How to prevent SQL injection attacks in PHP forms?

How to prevent SQL injection attacks in PHP forms?

SQL injection attack is a very common and dangerous security vulnerability in web development. Attackers use this vulnerability to inject malicious code into the database, thereby destroying the integrity of the database and even obtaining sensitive information. In PHP forms, the main method to prevent SQL injection attacks is to strictly filter and encode the data entered by the user. This article details how to prevent SQL injection attacks, with code examples.

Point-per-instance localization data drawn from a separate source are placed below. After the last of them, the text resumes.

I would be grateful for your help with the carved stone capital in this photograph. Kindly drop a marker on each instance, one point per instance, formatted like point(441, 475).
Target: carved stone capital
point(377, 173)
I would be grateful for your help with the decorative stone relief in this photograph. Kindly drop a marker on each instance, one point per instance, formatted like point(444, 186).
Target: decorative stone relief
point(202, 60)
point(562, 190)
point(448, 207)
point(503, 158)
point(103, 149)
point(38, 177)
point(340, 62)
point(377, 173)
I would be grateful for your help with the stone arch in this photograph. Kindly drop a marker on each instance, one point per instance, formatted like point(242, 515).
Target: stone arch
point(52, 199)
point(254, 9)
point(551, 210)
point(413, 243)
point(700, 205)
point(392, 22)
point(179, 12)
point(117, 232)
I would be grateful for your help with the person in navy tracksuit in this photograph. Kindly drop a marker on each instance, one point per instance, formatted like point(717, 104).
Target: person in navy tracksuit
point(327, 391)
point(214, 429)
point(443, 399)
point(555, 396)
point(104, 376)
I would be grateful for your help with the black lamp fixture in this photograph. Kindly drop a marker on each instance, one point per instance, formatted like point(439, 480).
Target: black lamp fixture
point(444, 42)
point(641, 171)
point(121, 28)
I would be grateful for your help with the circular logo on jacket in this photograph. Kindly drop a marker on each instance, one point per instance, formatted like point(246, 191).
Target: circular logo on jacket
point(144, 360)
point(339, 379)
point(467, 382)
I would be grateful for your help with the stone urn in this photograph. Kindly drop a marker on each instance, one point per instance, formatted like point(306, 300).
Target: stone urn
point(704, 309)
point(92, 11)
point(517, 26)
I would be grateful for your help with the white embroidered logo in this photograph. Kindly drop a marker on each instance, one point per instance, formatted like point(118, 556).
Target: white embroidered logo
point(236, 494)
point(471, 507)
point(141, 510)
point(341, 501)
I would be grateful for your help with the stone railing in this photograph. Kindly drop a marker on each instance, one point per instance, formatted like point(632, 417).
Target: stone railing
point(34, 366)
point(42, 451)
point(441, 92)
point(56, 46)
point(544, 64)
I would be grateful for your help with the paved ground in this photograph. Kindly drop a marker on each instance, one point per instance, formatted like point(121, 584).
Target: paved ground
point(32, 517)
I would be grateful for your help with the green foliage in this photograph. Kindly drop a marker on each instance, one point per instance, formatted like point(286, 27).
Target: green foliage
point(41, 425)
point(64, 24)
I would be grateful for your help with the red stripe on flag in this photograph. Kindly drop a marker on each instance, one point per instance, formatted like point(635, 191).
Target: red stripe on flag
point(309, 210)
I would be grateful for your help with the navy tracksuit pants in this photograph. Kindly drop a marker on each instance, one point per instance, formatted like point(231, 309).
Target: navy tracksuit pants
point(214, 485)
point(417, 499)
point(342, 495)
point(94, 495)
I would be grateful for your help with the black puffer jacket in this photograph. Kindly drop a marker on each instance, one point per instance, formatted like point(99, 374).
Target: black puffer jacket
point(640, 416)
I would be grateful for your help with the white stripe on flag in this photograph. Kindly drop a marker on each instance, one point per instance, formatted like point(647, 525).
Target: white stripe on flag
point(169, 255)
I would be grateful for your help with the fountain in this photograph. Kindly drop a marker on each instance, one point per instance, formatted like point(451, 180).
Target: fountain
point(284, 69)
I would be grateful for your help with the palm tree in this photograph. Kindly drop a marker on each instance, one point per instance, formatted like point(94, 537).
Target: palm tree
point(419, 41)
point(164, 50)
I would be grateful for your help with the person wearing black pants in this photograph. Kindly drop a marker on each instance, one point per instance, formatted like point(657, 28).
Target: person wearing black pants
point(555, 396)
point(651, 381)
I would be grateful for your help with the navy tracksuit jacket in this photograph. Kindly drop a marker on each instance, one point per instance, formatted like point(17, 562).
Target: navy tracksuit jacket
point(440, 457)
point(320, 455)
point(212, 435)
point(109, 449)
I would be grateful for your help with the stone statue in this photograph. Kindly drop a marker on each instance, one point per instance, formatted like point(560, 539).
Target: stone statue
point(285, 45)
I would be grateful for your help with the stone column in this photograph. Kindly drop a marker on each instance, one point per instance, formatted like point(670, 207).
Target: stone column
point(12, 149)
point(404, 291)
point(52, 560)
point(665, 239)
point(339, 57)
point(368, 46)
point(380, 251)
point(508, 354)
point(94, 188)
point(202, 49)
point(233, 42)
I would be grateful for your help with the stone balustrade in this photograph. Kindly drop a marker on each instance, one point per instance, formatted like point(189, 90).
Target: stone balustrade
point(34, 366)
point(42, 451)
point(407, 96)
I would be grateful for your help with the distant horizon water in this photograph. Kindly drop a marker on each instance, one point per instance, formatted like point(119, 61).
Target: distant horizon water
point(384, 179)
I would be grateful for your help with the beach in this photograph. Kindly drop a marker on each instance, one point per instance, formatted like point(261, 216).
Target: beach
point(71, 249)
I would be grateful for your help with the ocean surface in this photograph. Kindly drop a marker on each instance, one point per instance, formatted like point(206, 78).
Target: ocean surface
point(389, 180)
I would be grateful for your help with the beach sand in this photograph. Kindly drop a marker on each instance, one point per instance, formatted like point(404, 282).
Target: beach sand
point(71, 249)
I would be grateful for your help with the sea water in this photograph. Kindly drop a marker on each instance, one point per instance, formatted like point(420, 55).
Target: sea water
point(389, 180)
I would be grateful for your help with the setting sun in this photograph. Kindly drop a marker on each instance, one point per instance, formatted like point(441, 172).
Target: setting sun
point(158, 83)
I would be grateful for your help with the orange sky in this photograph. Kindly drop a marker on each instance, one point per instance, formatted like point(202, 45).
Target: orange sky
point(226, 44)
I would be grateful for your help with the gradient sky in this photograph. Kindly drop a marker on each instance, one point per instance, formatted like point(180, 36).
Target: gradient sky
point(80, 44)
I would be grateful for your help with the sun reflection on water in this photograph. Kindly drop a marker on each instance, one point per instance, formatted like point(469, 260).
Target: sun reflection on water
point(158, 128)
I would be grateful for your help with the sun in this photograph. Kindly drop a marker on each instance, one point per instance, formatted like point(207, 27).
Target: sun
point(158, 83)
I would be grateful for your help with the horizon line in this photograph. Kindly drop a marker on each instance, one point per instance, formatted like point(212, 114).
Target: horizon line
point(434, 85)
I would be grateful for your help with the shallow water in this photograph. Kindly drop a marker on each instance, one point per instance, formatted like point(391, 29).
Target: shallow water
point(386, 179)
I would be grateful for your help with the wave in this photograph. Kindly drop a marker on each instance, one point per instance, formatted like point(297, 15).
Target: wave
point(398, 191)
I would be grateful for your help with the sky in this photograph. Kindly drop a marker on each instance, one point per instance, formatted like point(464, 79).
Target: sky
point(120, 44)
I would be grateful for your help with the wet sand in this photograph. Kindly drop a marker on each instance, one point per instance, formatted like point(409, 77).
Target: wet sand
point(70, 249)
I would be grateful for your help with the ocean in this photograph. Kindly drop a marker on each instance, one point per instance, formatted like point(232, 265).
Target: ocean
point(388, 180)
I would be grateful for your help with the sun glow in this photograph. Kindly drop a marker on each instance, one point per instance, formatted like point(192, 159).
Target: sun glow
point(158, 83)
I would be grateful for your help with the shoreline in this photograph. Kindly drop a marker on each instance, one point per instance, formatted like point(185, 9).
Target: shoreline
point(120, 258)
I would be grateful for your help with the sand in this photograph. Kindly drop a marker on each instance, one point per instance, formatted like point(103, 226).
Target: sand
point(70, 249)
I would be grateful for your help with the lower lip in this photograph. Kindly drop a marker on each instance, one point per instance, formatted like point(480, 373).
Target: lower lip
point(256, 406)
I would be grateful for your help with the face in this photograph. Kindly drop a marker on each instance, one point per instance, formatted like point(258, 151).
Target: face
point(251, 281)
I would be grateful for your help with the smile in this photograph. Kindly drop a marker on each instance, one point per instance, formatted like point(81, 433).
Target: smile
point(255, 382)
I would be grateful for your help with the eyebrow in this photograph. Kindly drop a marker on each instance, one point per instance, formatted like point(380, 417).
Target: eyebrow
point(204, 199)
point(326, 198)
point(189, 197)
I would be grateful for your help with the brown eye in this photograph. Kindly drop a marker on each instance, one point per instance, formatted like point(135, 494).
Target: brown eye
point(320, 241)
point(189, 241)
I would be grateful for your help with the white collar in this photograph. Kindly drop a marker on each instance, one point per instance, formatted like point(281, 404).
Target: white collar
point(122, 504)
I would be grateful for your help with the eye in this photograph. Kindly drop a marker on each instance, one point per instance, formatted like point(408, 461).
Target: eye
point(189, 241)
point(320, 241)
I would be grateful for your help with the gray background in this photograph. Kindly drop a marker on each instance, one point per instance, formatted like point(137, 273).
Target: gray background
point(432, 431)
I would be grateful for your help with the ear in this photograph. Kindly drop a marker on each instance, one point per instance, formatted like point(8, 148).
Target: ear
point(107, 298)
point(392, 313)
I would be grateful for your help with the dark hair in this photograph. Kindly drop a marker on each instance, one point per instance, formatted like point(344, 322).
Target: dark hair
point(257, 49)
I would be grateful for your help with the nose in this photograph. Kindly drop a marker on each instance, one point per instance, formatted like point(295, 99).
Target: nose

1. Use prepared statements

Preprocessed statements are a technology that sends SQL statements to the database parser for compilation and parsing before executing them. It can effectively prevent SQL injection attacks because it uses parameterized queries to separate user-entered data from SQL statements. PHP's PDO provides a method to use prepared statements. The example is as follows:

// 连接数据库
$dsn = 'mysql:host=localhost;dbname=test';
$username = 'root';
$password = 'password';

try {
    $pdo = new PDO($dsn, $username, $password);
    // 设置错误模式为异常
    $pdo->setAttribute(PDO::ATTR_ERRMODE, PDO::ERRMODE_EXCEPTION);
} catch(PDOException $e) {
    echo '数据库连接失败：' . $e->getMessage();
}

// 准备SQL语句
$stmt = $pdo->prepare('SELECT * FROM users WHERE username = :username');

// 绑定参数
$stmt->bindParam(':username', $username);

// 执行查询
$stmt->execute();

// 获取结果
$result = $stmt->fetchAll(PDO::FETCH_ASSOC);

// 输出结果
foreach($result as $row) {
    echo $row['username'];
}

In the above code, we prepare a SQL statement through the prepare() method, which uses a Parameter :username to replace the username entered by the user. Then, the actual username is bound to the parameter through the bindParam() method, and finally the query is executed and the results are obtained. In this way, no matter what the user input is, it will not affect the SQL statement.

2. Use filter functions

PHP provides some filter functions for filtering and cleaning user-entered data. These functions can help us remove special characters and SQL keywords from the input string to prevent SQL injection attacks. Among them, mysqli_real_escape_string() is a commonly used filter function. The example is as follows:

// 连接数据库
$servername = "localhost";
$username = "root";
$password = "password";
$dbname = "test";

$conn = mysqli_connect($servername, $username, $password, $dbname);
// 检查连接是否成功
if (!$conn) {
    die("数据库连接失败: " . mysqli_connect_error());
}

// 过滤用户输入数据
$username = mysqli_real_escape_string($conn, $_POST['username']);
$password = mysqli_real_escape_string($conn, $_POST['password']);

// 执行查询
$sql = "SELECT * FROM users WHERE username = '{$username}' AND password = '{$password}'";
$result = mysqli_query($conn, $sql);

// 处理结果
if (mysqli_num_rows($result) > 0) {
    while($row = mysqli_fetch_assoc($result)) {
        echo "用户名为： " . $row["username"];
    }
} else {
    echo "用户名或密码错误";
}

// 关闭连接
mysqli_close($conn);

In the above code, we use the mysqli_real_escape_string() function to filter user input Filter the username and password, and splice the filtered string into the SQL statement. In this way, even if the input contains special characters or SQL keywords, they will be escaped to avoid SQL injection attacks.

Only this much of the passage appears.